Segmentation: Identify, analyze, and discover high-value audience segments in an intuitive interface.

No-Code ML Models: Easily connect external models, like those from Amazon SageMaker, to your data in Data Cloud.

Activate: Turn unified data into action.

With a familiar drag and drop interface you can use data in the Data Cloud objects inside Salesforce using tools that your teams have already mastered: UI, Flow, Apex or AI.

Org & Object Enrichment: Enhance Salesforce apps by integrating Data Cloud fields, objects, and insights directly into your contact, lead, and account pages.

Automation & Workflows: Trigger automation using Flow based on any changes within your unified customer data model.

Omni-channel Activation: Utilize your unified data across a growing ecosystem of third-party platforms, including advertising partners like Google, Facebook, and Amazon, as well as messaging platforms like WhatsApp.

Einstein AI: Use the data to drive more insightful sales or service recommendations using it in EinsteinAI prompts in the context of Salesforce customer data. 

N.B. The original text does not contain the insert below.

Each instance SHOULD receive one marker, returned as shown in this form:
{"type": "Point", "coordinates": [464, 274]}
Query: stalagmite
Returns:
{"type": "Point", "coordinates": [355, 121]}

AI: Securely ground AI in your data.

Use the Einstein 1 Trust Layer to securely leverage all your structured and unstructured data for AI, maintaining data governance and security.

Ground AI Prompts: Provide AI prompts with the proper context from your structured and unstructured data and its metadata within Data Cloud.

Einstein Copilot: Generate accurate and trustworthy natural language responses grounded in your company’s proprietary data stored in Data Cloud.

Final word

Data Cloud aggregates customer data that lives in external siloed applications. It provides the 360-degree view of the customer that has been a promise for the last 30 years. ​​It enables insights and actions to be driven from within the Salesforce core platform using clicks, not code. But, this added complexity means that success requires a more rigorous, intentional, and architected approach to implementation. 80% of the implementation project is planning, and only 20% is configuration.